Nursing Care Planning & Goals
Goals are protection against injury, prevention of infection, restoring normal cognitive function, and preventing complications.
Nursing Interventions
Assess neurologic status and vital signs constantly, and determine oxygenation from ABGs and pulse oximetry. Insert a cuffed endotracheal tube (or tracheostomy) and place the patient on mechanical ventilation as prescribed. Monitor blood pressure (usually via arterial line) for incipient shock, which precedes cardiac or respiratory failure. Give rapid IV fluid replacement if prescribed, but avoid overhydration because of cerebral edema risk. Reduce high fever to cut the oxygen demand on heart and brain. Protect the patient from injury from seizures or altered LOC. Monitor daily body weight, serum electrolytes, and urine volume, specific gravity, and osmolality, especially if SIADH is suspected. Prevent immobility complications such as pressure injury and pneumonia. Maintain infection control precautions until 24 hours after antibiotics begin (oral and nasal discharge is infectious). Keep the family informed and allow visits at appropriate intervals.
Evaluation
Expected outcomes are avoidance of injury, avoidance of infection, restoration of normal cognitive function, and prevention of complications.

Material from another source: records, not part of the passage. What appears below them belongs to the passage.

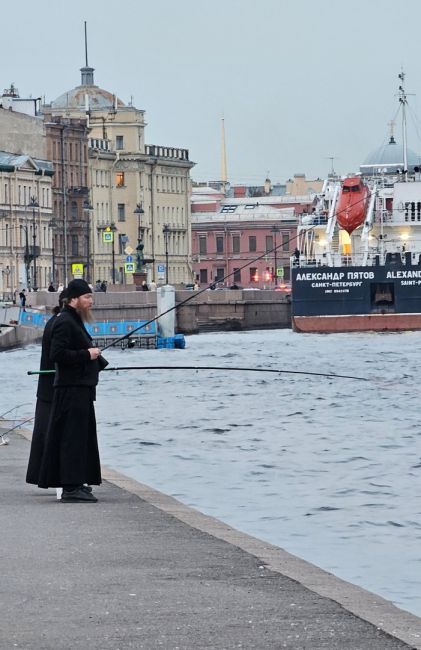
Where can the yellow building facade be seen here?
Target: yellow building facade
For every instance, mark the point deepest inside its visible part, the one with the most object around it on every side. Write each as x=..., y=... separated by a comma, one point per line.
x=125, y=175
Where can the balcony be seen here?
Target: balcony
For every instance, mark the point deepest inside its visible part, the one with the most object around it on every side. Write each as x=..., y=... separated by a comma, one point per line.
x=77, y=190
x=172, y=153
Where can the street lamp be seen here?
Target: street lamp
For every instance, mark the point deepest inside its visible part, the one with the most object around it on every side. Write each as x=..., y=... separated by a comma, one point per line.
x=275, y=230
x=34, y=204
x=166, y=230
x=27, y=257
x=88, y=208
x=140, y=260
x=52, y=224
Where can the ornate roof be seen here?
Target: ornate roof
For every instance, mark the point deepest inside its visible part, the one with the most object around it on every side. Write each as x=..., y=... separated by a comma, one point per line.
x=389, y=158
x=98, y=98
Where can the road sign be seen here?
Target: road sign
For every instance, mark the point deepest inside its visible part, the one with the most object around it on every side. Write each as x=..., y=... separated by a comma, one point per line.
x=77, y=271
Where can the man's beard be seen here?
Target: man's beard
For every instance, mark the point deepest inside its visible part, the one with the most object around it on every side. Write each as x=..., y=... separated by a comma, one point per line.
x=85, y=314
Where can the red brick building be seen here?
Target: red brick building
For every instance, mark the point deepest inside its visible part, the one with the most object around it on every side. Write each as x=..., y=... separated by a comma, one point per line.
x=236, y=237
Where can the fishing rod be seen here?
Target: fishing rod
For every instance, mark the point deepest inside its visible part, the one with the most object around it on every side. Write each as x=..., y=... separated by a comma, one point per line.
x=228, y=368
x=6, y=442
x=195, y=294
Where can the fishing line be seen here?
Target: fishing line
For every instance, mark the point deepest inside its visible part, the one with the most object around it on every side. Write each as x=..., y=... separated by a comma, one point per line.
x=15, y=407
x=223, y=368
x=195, y=294
x=17, y=426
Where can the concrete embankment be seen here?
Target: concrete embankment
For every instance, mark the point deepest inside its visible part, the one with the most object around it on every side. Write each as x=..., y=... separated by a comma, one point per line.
x=231, y=309
x=140, y=570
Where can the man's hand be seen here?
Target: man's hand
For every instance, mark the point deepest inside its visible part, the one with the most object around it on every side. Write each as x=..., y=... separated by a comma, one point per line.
x=94, y=352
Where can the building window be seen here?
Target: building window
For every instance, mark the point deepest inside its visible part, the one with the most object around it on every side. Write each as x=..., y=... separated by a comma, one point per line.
x=203, y=245
x=252, y=244
x=220, y=275
x=254, y=276
x=122, y=242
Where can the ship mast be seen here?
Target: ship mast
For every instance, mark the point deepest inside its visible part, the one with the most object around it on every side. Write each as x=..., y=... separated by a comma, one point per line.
x=403, y=102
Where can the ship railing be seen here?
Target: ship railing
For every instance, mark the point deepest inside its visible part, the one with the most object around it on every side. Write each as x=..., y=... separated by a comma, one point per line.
x=312, y=220
x=337, y=260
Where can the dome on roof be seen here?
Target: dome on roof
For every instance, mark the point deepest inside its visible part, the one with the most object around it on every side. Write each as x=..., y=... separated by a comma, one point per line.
x=98, y=98
x=388, y=159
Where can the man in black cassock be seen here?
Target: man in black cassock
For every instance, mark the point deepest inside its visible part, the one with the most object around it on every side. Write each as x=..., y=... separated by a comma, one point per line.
x=44, y=399
x=71, y=456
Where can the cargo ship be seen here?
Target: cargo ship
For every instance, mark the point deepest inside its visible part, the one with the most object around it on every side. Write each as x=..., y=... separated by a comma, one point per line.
x=357, y=265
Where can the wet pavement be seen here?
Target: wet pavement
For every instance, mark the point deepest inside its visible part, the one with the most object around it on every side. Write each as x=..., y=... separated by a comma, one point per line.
x=140, y=570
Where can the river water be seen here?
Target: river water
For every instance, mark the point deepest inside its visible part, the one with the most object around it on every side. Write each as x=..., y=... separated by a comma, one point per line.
x=329, y=469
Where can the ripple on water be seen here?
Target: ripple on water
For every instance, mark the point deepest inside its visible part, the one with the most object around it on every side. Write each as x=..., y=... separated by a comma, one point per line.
x=315, y=443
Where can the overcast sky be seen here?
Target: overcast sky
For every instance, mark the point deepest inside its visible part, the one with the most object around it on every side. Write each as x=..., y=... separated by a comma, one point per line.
x=297, y=82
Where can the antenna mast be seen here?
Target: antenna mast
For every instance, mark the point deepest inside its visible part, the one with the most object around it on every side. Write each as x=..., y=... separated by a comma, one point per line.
x=86, y=46
x=224, y=175
x=403, y=102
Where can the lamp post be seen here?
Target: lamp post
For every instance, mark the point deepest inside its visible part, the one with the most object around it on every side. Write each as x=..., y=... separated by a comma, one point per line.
x=88, y=208
x=166, y=230
x=34, y=204
x=27, y=257
x=140, y=260
x=52, y=224
x=275, y=230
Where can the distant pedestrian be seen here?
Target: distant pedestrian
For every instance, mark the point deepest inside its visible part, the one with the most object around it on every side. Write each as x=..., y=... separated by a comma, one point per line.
x=44, y=399
x=22, y=299
x=71, y=456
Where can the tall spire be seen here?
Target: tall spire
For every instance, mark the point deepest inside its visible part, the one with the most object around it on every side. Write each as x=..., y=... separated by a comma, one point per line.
x=224, y=175
x=87, y=72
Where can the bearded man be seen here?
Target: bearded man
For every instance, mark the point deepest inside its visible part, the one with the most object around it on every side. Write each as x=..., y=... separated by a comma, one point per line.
x=71, y=457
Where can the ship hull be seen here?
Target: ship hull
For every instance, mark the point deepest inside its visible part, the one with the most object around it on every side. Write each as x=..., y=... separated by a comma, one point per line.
x=359, y=298
x=357, y=323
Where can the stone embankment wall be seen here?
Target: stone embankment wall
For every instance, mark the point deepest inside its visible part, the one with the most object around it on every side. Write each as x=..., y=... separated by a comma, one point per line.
x=209, y=310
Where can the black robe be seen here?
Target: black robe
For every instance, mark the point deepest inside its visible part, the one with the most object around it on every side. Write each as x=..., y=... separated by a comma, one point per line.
x=43, y=406
x=71, y=455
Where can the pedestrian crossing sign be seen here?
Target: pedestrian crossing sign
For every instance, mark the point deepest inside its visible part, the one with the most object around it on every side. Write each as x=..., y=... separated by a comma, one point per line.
x=77, y=271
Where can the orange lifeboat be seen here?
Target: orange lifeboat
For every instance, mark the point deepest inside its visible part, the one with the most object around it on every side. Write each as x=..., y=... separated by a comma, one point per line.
x=352, y=204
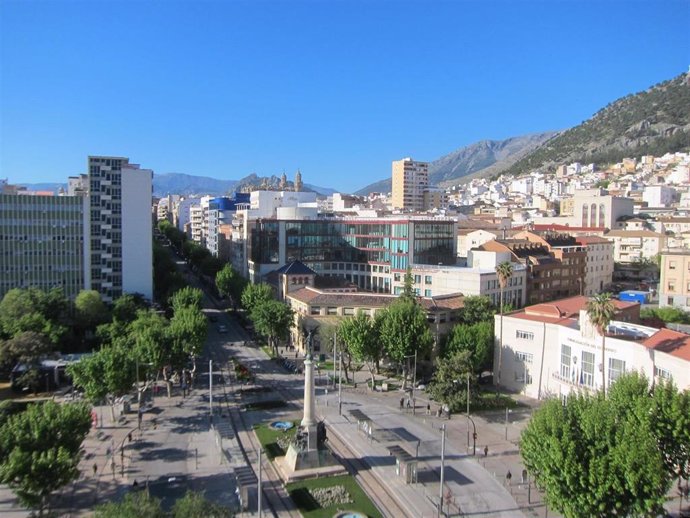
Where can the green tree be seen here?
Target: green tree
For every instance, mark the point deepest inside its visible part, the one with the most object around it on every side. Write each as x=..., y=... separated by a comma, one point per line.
x=40, y=450
x=230, y=283
x=504, y=272
x=449, y=383
x=187, y=332
x=90, y=309
x=255, y=294
x=601, y=311
x=595, y=458
x=360, y=336
x=133, y=505
x=273, y=319
x=404, y=331
x=27, y=349
x=476, y=338
x=476, y=308
x=194, y=505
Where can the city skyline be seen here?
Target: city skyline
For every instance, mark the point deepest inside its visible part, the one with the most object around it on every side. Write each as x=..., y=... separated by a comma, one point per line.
x=338, y=91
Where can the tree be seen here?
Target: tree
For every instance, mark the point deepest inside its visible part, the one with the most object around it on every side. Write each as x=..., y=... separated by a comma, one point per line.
x=476, y=308
x=449, y=383
x=40, y=450
x=504, y=272
x=477, y=339
x=255, y=294
x=404, y=330
x=361, y=337
x=133, y=505
x=27, y=349
x=601, y=311
x=90, y=309
x=273, y=319
x=194, y=505
x=595, y=457
x=230, y=283
x=188, y=330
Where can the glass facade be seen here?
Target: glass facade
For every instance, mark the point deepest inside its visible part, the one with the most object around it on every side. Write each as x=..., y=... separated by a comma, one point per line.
x=41, y=243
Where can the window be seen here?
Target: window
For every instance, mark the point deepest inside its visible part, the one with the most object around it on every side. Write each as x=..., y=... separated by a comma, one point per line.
x=524, y=335
x=616, y=368
x=587, y=377
x=662, y=373
x=565, y=361
x=524, y=357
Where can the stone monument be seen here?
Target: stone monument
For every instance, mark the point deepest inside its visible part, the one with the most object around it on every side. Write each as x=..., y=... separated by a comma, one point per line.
x=308, y=456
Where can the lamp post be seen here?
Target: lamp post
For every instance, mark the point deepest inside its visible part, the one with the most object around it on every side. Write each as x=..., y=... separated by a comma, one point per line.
x=443, y=454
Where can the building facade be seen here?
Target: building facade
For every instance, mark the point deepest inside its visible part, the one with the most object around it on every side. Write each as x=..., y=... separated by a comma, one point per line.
x=42, y=243
x=410, y=180
x=554, y=350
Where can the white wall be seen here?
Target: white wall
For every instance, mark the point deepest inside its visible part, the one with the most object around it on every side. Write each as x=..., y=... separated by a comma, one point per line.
x=137, y=232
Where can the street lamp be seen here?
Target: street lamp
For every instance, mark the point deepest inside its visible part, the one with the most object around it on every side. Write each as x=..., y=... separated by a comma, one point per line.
x=414, y=380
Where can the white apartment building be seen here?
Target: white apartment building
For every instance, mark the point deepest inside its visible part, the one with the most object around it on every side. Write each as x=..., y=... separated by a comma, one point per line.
x=120, y=230
x=632, y=245
x=410, y=180
x=552, y=349
x=599, y=268
x=477, y=278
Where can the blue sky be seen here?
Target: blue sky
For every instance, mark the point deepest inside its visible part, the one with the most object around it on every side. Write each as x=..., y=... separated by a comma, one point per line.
x=337, y=89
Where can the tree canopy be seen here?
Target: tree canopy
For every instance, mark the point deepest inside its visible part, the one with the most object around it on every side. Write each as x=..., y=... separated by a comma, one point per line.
x=609, y=456
x=40, y=449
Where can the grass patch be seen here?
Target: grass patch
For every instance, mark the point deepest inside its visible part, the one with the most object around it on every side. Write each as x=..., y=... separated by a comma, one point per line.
x=273, y=441
x=493, y=401
x=307, y=505
x=271, y=404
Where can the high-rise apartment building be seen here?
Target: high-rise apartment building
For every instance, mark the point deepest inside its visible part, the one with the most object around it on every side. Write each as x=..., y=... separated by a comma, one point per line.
x=410, y=181
x=42, y=242
x=119, y=227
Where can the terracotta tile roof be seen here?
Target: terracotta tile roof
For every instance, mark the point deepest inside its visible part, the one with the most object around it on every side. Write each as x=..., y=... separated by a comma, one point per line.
x=567, y=308
x=590, y=240
x=670, y=342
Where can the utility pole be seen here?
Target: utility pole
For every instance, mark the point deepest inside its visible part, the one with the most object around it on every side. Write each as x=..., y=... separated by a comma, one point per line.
x=335, y=349
x=260, y=490
x=443, y=455
x=340, y=384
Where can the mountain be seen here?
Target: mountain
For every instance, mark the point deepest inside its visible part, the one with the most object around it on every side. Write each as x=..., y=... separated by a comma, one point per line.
x=653, y=122
x=480, y=158
x=186, y=184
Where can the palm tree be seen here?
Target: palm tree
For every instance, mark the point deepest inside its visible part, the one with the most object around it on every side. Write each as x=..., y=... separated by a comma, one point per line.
x=601, y=311
x=504, y=272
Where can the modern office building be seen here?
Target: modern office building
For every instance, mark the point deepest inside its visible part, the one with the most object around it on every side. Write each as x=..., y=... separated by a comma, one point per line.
x=410, y=181
x=42, y=242
x=366, y=252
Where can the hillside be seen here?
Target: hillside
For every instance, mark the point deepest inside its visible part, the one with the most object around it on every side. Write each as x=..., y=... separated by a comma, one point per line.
x=486, y=156
x=652, y=122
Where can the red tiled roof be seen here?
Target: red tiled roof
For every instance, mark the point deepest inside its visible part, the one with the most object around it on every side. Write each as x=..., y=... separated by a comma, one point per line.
x=568, y=308
x=670, y=342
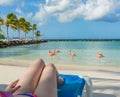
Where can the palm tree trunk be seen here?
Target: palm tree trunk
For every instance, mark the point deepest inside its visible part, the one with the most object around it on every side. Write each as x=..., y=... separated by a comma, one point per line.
x=33, y=35
x=7, y=34
x=19, y=34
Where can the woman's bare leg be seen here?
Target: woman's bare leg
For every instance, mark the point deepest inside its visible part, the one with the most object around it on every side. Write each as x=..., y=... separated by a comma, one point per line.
x=47, y=86
x=29, y=80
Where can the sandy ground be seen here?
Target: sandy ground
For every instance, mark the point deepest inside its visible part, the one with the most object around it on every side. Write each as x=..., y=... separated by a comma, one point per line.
x=106, y=81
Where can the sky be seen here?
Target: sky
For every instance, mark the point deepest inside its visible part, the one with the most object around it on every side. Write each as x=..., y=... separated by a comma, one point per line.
x=67, y=19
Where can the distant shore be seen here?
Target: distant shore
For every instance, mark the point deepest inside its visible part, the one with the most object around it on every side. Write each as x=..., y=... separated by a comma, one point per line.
x=83, y=40
x=9, y=43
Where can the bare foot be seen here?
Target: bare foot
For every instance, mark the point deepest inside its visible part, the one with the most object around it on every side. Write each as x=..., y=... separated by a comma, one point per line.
x=60, y=81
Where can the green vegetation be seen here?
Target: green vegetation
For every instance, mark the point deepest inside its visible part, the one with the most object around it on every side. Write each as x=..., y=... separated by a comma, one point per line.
x=19, y=25
x=2, y=36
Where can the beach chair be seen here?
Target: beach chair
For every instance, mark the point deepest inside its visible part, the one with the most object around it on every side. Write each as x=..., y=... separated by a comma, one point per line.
x=74, y=86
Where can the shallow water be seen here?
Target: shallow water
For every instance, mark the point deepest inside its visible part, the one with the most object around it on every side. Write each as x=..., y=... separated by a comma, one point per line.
x=85, y=51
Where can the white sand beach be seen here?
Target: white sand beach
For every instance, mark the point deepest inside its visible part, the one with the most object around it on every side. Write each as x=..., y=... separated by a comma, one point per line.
x=106, y=81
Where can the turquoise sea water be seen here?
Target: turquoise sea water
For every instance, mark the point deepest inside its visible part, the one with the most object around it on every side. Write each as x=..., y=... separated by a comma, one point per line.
x=85, y=51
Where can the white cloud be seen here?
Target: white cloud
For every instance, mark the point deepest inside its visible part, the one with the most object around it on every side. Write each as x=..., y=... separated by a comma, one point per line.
x=69, y=10
x=29, y=15
x=19, y=11
x=6, y=2
x=41, y=16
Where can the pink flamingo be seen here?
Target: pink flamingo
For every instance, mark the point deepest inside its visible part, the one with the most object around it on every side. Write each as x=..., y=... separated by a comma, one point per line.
x=72, y=54
x=51, y=53
x=99, y=55
x=56, y=51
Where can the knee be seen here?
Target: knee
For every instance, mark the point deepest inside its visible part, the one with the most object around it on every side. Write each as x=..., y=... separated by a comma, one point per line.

Discharge and Home Care Guidelines
At home, the patient should alternate rest and activity to conserve energy, eat safe and clean foods, use simple infection control at home, and recognize and promptly report signs of an infectious process.
Documentation Guidelines
Document the client's description of and acceptable level of pain, prior medication use, current physical findings, the client's understanding of individual risks and safety concerns, availability and use of resources, current and previous level of function and its effect on independence and lifestyle, lab and diagnostic results, mental status or cognitive evaluation, the plan of care and teaching plan, responses to interventions, attainment or progress toward outcomes, and modifications to the plan.